Много лет назад на этом самом месте старый Джолион, ожидая, когда Ирэн придет к нему по цветам лужайки, испустил последний вздох. По иронии судьбы его сын, сидя под тем же дубом, спрашивал себя, не лучше ли прямо теперь, раз уж все дела приведены в порядок, закрыть глаза и уплыть. Ему виделось что-то недостойное в том, чтобы паразитически цепляться за бездеятельную жизнь, которая близилась к завершению, заставляя его жалеть только о двух вещах: о долгом разладе с отцом в молодые годы и о позднем соединении с Ирэн.
Вдалеке виднелся островок цветущих яблонь. Ничто в природе так не трогало Джолиона, как плодовые деревья в цвету. Его сердце болезненно заныло при мысли о том, что следующего мая он может и не увидеть. Весна! Нет, ни один человек не должен умирать, если душой он еще достаточно молод, чтобы любить красоту! В зарослях кустарника беспечно заливались дрозды, высоко в небе носились ласточки, над головой, поблескивая, шелестела крона дуба. За полями ранняя листва, отполированная умеренным солнцем, переливалась всеми возможными оттенками зеленого, переходя у самого горизонта в полоску дымчатого голубого. Каждый цветок на узкой клумбе Ирэн удивлял неповторимостью своего вида, каждый по-своему утверждал, что жизнь прекрасна. Никто, кроме китайских и японских художников, да, пожалуй, еще Леонардо, не умеет поймать то поразительное маленькое эго, которое заключает в себе растение, птица или зверь. Эго, сочетаемое с верностью виду и с ощущением единства всего живого. Джолион тоже этого не умел. «Я не сделал в живописи ничего такого, что будет жить после меня, – думал он. – Я дилетант. Я любитель, а не творец. Хорошо, что хоть Джона я оставляю на этой земле». Какое счастье, что мальчика не поглотила ужасная война! Он запросто мог погибнуть, как бедный Джолли двадцать лет назад там, в Трансваале. Однажды из Джона что-нибудь выйдет, если время не испортит его. Воображение у парня богатое!

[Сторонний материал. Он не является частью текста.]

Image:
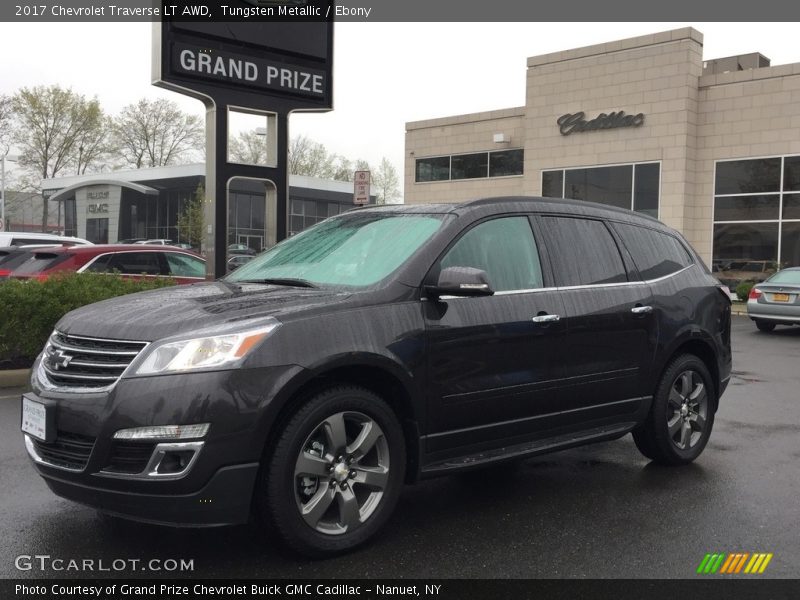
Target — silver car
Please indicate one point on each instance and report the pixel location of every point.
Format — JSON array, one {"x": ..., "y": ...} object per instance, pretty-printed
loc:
[{"x": 776, "y": 301}]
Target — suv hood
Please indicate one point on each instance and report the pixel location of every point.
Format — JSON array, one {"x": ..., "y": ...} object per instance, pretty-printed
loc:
[{"x": 157, "y": 314}]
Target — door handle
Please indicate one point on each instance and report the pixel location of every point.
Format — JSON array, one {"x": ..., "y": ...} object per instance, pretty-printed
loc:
[
  {"x": 546, "y": 318},
  {"x": 641, "y": 310}
]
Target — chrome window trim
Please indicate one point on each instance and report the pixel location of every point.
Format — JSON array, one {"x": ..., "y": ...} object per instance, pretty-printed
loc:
[
  {"x": 577, "y": 287},
  {"x": 155, "y": 248}
]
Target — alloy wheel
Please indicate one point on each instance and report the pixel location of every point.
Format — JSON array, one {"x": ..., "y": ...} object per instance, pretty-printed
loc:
[
  {"x": 687, "y": 409},
  {"x": 341, "y": 473}
]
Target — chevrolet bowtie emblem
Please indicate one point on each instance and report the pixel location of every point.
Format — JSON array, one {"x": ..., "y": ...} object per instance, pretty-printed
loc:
[{"x": 59, "y": 360}]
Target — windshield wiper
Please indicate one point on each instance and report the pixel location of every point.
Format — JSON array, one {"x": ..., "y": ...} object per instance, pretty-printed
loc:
[{"x": 280, "y": 281}]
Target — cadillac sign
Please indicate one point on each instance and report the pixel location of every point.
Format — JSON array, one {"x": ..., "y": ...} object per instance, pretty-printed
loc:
[{"x": 576, "y": 122}]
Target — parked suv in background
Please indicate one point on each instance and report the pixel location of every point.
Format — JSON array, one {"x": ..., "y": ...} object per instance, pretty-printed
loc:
[
  {"x": 379, "y": 347},
  {"x": 133, "y": 261}
]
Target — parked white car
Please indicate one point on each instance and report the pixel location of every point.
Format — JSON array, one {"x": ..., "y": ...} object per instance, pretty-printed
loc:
[{"x": 22, "y": 238}]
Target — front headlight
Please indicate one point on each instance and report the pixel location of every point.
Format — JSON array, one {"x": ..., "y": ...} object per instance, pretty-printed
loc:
[{"x": 206, "y": 352}]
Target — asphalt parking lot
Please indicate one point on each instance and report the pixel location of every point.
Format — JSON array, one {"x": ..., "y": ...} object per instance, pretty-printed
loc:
[{"x": 599, "y": 511}]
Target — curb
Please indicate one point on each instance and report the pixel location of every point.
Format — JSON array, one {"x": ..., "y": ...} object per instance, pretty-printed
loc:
[{"x": 15, "y": 378}]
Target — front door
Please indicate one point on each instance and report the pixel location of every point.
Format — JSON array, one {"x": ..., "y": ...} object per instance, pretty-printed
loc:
[{"x": 495, "y": 362}]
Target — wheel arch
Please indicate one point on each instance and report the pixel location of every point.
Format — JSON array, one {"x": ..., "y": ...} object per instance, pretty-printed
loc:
[
  {"x": 374, "y": 373},
  {"x": 703, "y": 349}
]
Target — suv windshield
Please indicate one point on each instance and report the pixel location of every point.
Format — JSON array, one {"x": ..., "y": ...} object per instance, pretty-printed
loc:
[{"x": 353, "y": 250}]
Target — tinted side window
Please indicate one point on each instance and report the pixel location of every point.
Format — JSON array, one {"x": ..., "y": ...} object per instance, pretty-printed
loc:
[
  {"x": 183, "y": 265},
  {"x": 504, "y": 248},
  {"x": 656, "y": 254},
  {"x": 583, "y": 252},
  {"x": 136, "y": 263}
]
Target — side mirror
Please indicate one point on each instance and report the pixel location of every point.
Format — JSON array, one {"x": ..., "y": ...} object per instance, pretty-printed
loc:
[{"x": 461, "y": 281}]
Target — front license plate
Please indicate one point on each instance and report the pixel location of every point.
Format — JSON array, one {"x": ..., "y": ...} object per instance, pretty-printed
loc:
[{"x": 34, "y": 419}]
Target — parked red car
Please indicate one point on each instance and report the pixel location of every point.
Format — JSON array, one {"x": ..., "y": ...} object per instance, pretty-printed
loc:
[{"x": 132, "y": 260}]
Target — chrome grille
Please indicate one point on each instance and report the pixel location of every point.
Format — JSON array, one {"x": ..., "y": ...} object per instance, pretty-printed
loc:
[
  {"x": 72, "y": 361},
  {"x": 68, "y": 451}
]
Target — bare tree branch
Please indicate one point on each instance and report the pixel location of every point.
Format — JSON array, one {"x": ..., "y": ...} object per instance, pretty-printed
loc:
[
  {"x": 51, "y": 124},
  {"x": 156, "y": 133}
]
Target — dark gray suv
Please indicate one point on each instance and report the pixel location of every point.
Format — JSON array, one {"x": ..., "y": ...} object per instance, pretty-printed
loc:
[{"x": 376, "y": 348}]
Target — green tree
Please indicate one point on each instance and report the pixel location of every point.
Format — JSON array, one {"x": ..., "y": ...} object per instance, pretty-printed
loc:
[
  {"x": 52, "y": 124},
  {"x": 191, "y": 218},
  {"x": 156, "y": 133}
]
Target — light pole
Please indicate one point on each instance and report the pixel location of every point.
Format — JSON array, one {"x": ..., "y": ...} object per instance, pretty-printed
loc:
[{"x": 3, "y": 160}]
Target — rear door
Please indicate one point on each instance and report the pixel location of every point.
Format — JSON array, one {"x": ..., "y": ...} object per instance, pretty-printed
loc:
[
  {"x": 608, "y": 313},
  {"x": 495, "y": 363}
]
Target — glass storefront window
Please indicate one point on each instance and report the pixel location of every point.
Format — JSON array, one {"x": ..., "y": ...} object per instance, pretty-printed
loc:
[
  {"x": 791, "y": 206},
  {"x": 790, "y": 245},
  {"x": 478, "y": 165},
  {"x": 746, "y": 241},
  {"x": 552, "y": 184},
  {"x": 433, "y": 169},
  {"x": 469, "y": 166},
  {"x": 633, "y": 187},
  {"x": 747, "y": 208},
  {"x": 646, "y": 185},
  {"x": 505, "y": 163},
  {"x": 791, "y": 174},
  {"x": 748, "y": 176},
  {"x": 773, "y": 200}
]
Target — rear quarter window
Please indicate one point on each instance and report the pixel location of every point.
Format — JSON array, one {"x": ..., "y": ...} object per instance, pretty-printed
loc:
[
  {"x": 40, "y": 262},
  {"x": 583, "y": 252},
  {"x": 655, "y": 254}
]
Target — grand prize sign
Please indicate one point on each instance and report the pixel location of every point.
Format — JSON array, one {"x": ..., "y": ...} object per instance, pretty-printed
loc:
[{"x": 270, "y": 63}]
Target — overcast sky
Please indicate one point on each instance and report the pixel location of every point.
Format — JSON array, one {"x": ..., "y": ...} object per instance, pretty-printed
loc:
[{"x": 385, "y": 73}]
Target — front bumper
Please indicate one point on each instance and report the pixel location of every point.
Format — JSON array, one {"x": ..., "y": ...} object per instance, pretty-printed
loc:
[
  {"x": 224, "y": 500},
  {"x": 86, "y": 464}
]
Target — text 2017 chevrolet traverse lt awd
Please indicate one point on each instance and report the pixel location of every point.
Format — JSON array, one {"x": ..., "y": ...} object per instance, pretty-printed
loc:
[{"x": 379, "y": 347}]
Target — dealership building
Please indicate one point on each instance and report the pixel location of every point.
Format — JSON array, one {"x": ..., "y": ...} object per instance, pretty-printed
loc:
[
  {"x": 709, "y": 147},
  {"x": 145, "y": 203}
]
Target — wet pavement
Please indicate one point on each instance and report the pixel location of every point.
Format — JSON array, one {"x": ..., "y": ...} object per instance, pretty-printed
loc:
[{"x": 597, "y": 511}]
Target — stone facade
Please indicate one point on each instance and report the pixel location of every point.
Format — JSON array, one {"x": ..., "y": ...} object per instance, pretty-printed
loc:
[{"x": 691, "y": 120}]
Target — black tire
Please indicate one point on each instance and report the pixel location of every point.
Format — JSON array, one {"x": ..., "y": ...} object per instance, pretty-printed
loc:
[
  {"x": 764, "y": 325},
  {"x": 306, "y": 441},
  {"x": 682, "y": 415}
]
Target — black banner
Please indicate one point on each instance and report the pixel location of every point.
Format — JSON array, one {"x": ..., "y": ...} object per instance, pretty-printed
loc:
[
  {"x": 406, "y": 11},
  {"x": 439, "y": 589}
]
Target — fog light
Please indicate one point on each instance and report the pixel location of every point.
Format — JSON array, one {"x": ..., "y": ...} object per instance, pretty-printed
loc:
[
  {"x": 175, "y": 461},
  {"x": 163, "y": 432}
]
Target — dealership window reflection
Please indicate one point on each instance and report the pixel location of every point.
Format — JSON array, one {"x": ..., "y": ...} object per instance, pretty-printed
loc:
[
  {"x": 632, "y": 186},
  {"x": 756, "y": 217}
]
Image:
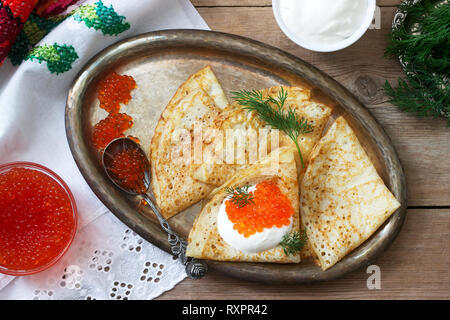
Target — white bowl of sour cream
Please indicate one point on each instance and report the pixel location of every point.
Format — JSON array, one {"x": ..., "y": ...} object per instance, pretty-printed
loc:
[{"x": 324, "y": 25}]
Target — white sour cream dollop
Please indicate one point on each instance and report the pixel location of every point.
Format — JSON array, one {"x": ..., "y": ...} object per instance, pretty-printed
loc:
[
  {"x": 323, "y": 21},
  {"x": 257, "y": 242}
]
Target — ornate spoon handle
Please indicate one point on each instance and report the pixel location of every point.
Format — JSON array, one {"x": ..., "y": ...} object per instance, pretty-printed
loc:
[{"x": 195, "y": 269}]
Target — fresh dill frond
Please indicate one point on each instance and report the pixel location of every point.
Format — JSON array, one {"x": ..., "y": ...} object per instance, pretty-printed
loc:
[
  {"x": 240, "y": 196},
  {"x": 278, "y": 117},
  {"x": 422, "y": 43},
  {"x": 293, "y": 242}
]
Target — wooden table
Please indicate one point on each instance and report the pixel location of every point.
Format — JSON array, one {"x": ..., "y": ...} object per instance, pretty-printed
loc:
[{"x": 417, "y": 264}]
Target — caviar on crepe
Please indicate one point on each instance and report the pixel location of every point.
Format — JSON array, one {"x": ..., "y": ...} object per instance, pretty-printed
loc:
[
  {"x": 128, "y": 167},
  {"x": 113, "y": 90},
  {"x": 269, "y": 208}
]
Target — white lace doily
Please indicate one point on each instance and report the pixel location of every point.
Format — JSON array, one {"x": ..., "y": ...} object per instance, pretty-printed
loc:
[{"x": 106, "y": 261}]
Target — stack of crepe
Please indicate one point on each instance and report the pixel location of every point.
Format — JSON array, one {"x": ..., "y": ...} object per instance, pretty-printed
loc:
[{"x": 343, "y": 199}]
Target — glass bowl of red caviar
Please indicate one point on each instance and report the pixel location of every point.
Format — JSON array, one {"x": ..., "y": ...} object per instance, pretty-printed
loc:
[{"x": 38, "y": 218}]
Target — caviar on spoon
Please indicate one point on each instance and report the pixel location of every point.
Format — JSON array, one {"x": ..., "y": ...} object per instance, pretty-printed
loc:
[{"x": 128, "y": 168}]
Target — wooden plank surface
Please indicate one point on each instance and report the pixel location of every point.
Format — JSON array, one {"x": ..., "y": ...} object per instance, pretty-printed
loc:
[
  {"x": 259, "y": 3},
  {"x": 415, "y": 266}
]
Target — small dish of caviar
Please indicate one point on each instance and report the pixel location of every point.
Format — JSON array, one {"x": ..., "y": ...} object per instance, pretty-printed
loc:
[{"x": 38, "y": 218}]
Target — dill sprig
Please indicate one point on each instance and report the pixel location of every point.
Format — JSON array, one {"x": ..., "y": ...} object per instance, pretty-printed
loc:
[
  {"x": 423, "y": 44},
  {"x": 240, "y": 196},
  {"x": 293, "y": 242},
  {"x": 278, "y": 117}
]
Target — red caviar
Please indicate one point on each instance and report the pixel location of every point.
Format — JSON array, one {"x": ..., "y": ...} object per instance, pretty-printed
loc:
[
  {"x": 37, "y": 220},
  {"x": 113, "y": 90},
  {"x": 270, "y": 208},
  {"x": 129, "y": 167},
  {"x": 110, "y": 128}
]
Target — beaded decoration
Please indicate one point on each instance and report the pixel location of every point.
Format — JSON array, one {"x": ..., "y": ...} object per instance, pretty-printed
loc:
[
  {"x": 100, "y": 17},
  {"x": 13, "y": 14},
  {"x": 59, "y": 58},
  {"x": 46, "y": 8},
  {"x": 20, "y": 38}
]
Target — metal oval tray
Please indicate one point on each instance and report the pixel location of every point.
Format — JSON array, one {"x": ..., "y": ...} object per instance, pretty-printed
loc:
[{"x": 160, "y": 62}]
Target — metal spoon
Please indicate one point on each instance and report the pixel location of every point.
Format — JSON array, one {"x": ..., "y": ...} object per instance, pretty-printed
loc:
[{"x": 195, "y": 269}]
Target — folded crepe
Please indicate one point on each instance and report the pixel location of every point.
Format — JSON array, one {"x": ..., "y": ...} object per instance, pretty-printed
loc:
[
  {"x": 204, "y": 239},
  {"x": 196, "y": 104},
  {"x": 343, "y": 199},
  {"x": 218, "y": 168}
]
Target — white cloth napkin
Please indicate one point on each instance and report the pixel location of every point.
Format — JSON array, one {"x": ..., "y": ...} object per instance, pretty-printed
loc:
[{"x": 32, "y": 102}]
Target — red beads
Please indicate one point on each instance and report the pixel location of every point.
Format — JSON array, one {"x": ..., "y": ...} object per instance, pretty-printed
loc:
[{"x": 37, "y": 220}]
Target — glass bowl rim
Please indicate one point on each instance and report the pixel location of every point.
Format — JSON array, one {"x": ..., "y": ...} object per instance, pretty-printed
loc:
[{"x": 35, "y": 166}]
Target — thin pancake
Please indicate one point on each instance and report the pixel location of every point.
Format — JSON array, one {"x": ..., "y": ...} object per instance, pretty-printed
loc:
[
  {"x": 196, "y": 103},
  {"x": 235, "y": 117},
  {"x": 204, "y": 239},
  {"x": 343, "y": 199}
]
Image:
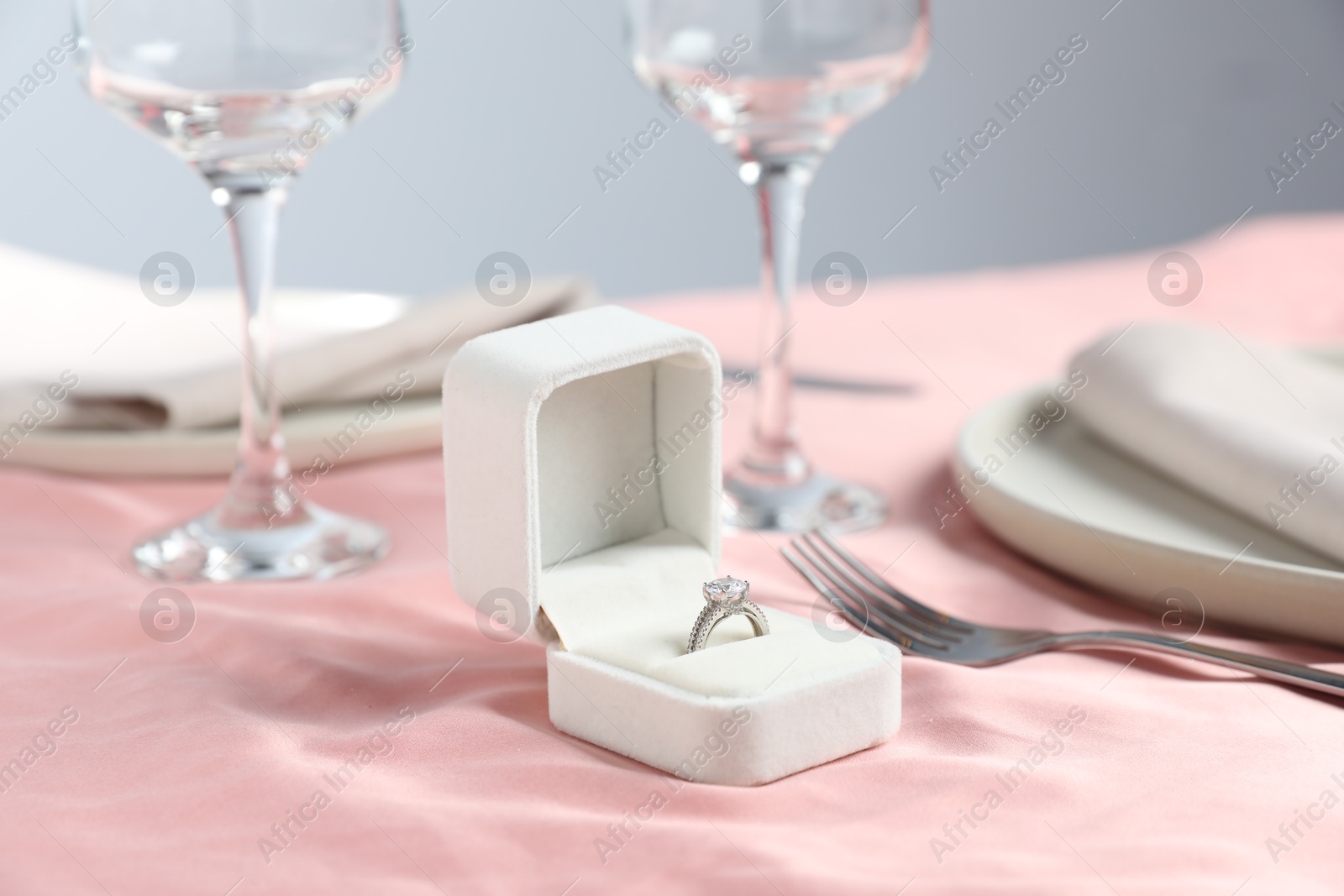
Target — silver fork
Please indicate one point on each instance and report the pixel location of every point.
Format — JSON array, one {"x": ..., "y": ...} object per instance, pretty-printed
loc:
[{"x": 870, "y": 604}]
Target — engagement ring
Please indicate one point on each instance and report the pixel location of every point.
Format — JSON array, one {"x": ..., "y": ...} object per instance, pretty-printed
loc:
[{"x": 725, "y": 598}]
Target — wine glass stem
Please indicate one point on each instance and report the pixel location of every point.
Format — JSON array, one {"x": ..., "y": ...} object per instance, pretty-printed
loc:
[
  {"x": 257, "y": 495},
  {"x": 781, "y": 188}
]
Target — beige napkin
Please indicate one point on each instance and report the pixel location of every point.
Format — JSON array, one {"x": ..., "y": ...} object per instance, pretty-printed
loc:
[
  {"x": 1256, "y": 427},
  {"x": 141, "y": 365}
]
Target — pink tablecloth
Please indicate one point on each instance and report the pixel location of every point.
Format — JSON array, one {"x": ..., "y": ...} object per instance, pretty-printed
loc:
[{"x": 175, "y": 761}]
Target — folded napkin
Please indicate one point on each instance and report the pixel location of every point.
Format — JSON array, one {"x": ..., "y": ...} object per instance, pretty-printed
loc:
[
  {"x": 1254, "y": 427},
  {"x": 139, "y": 365}
]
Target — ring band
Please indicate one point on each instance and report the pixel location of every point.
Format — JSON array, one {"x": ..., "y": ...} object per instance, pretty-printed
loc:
[{"x": 725, "y": 598}]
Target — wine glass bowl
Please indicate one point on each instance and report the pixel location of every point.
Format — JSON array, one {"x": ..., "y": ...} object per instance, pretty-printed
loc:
[
  {"x": 245, "y": 92},
  {"x": 801, "y": 80},
  {"x": 780, "y": 81}
]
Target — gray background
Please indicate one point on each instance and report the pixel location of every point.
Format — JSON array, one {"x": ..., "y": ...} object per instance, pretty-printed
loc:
[{"x": 1162, "y": 130}]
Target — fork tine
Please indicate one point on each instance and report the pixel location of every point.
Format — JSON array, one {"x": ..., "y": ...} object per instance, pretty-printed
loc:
[
  {"x": 882, "y": 584},
  {"x": 880, "y": 604},
  {"x": 906, "y": 622},
  {"x": 864, "y": 621}
]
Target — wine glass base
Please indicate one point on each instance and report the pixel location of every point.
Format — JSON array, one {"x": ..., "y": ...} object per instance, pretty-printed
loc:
[
  {"x": 324, "y": 546},
  {"x": 816, "y": 501}
]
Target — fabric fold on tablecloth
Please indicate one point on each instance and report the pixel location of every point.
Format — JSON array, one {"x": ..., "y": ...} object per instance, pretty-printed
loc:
[{"x": 1260, "y": 429}]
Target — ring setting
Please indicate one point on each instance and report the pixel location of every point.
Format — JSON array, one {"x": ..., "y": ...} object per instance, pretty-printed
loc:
[{"x": 723, "y": 598}]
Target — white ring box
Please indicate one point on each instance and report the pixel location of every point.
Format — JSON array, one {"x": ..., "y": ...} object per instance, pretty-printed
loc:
[{"x": 582, "y": 463}]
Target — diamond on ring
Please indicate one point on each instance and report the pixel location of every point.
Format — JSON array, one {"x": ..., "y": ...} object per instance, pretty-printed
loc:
[{"x": 723, "y": 598}]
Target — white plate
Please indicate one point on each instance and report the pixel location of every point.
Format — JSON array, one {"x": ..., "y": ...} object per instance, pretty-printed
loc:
[
  {"x": 414, "y": 426},
  {"x": 1082, "y": 508}
]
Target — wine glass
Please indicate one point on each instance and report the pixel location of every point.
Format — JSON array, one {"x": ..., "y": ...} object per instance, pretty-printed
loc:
[
  {"x": 245, "y": 92},
  {"x": 780, "y": 81}
]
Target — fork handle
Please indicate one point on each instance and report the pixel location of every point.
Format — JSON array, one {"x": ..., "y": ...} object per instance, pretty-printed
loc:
[{"x": 1290, "y": 673}]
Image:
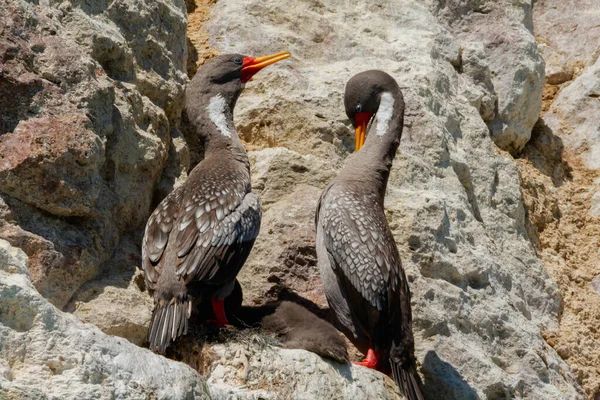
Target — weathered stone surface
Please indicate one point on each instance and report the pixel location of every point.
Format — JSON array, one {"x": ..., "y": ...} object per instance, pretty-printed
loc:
[
  {"x": 91, "y": 93},
  {"x": 117, "y": 302},
  {"x": 500, "y": 54},
  {"x": 480, "y": 293},
  {"x": 47, "y": 354},
  {"x": 243, "y": 371},
  {"x": 566, "y": 178}
]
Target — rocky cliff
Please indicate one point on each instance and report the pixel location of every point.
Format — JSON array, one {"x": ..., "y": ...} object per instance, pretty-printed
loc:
[{"x": 493, "y": 208}]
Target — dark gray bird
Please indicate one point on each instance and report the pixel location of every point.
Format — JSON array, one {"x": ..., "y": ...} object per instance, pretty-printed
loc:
[
  {"x": 200, "y": 235},
  {"x": 363, "y": 278},
  {"x": 301, "y": 329}
]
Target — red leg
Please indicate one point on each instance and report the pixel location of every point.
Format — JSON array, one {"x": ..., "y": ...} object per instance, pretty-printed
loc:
[
  {"x": 219, "y": 309},
  {"x": 370, "y": 361}
]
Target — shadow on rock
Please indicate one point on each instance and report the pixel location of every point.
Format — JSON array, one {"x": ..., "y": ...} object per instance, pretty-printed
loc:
[
  {"x": 289, "y": 324},
  {"x": 545, "y": 152},
  {"x": 442, "y": 381}
]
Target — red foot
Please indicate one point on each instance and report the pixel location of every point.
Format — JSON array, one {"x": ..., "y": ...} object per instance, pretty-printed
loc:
[
  {"x": 219, "y": 309},
  {"x": 370, "y": 361}
]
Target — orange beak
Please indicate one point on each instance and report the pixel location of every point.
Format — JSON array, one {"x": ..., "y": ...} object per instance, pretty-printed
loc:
[
  {"x": 361, "y": 121},
  {"x": 251, "y": 65}
]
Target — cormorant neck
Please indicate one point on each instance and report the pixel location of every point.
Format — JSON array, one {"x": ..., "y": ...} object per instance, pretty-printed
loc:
[{"x": 373, "y": 162}]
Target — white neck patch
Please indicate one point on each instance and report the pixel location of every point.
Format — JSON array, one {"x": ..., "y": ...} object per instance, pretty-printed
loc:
[
  {"x": 384, "y": 113},
  {"x": 216, "y": 112}
]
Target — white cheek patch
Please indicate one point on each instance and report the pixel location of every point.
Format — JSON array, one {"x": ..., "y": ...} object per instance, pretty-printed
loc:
[
  {"x": 384, "y": 113},
  {"x": 216, "y": 112}
]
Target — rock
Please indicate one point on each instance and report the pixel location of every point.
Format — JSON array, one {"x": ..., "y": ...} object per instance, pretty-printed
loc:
[
  {"x": 118, "y": 301},
  {"x": 47, "y": 353},
  {"x": 568, "y": 243},
  {"x": 568, "y": 35},
  {"x": 92, "y": 97},
  {"x": 507, "y": 65},
  {"x": 480, "y": 294},
  {"x": 574, "y": 116},
  {"x": 295, "y": 374}
]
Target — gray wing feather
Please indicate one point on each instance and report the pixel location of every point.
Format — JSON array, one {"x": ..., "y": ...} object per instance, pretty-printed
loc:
[
  {"x": 228, "y": 227},
  {"x": 156, "y": 235},
  {"x": 360, "y": 244}
]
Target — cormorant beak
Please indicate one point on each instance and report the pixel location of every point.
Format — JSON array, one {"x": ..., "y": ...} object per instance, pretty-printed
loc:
[
  {"x": 361, "y": 121},
  {"x": 251, "y": 66}
]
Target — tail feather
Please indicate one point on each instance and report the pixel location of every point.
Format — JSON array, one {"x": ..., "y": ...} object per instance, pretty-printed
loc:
[
  {"x": 169, "y": 321},
  {"x": 406, "y": 381}
]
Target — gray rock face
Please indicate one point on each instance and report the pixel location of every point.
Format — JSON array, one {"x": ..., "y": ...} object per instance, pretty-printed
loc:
[
  {"x": 500, "y": 54},
  {"x": 47, "y": 354},
  {"x": 89, "y": 96},
  {"x": 480, "y": 294},
  {"x": 271, "y": 373}
]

А затея с фермерством – просто сентиментальный порыв, который, наверное, скоро пройдет.
Как раз в этот момент Джолион увидел их: Ирэн и мальчика. Они шли рука об руку по полю от станции. Поднявшись, Джолион неторопливо зашагал через новый розовый садик им навстречу…
Поздно вечером Ирэн пришла к нему в комнату, села у окна и некоторое время молчала, пока он не спросил:
– Что такое, любовь моя?
– Сегодня мы кое-кого встретили.
– Кого же?
– Сомса.
На протяжении последних двух лет Джолион старался не вспоминать этого имени, чтобы не повредить своему здоровью. И не зря: сейчас его сердце пугающе шевельнулось, будто соскользнуло в груди куда-то вбок.
Ирэн тихо продолжила:
– Он был с дочерью в галерее, а потом и в кондитерской, где мы пили чай.
Джолион подошел и обнял ее за плечи.
– Каков он теперь?
– Поседел, а в остальном почти не изменился.
– А дочка?
– Миловидная. Джону, по крайней мере, так показалось.
Сердце Джолиона опять прыгнуло в сторону. Ирэн глядела напряженно и растерянно.
– Вы не… – начал он.
– Нет, но Джон узнал их фамилию, когда поднял платок, который девушка уронила.
Джолион сел на кровать. Незадача!
– С вами была Джун. Она не выкинула чего-нибудь?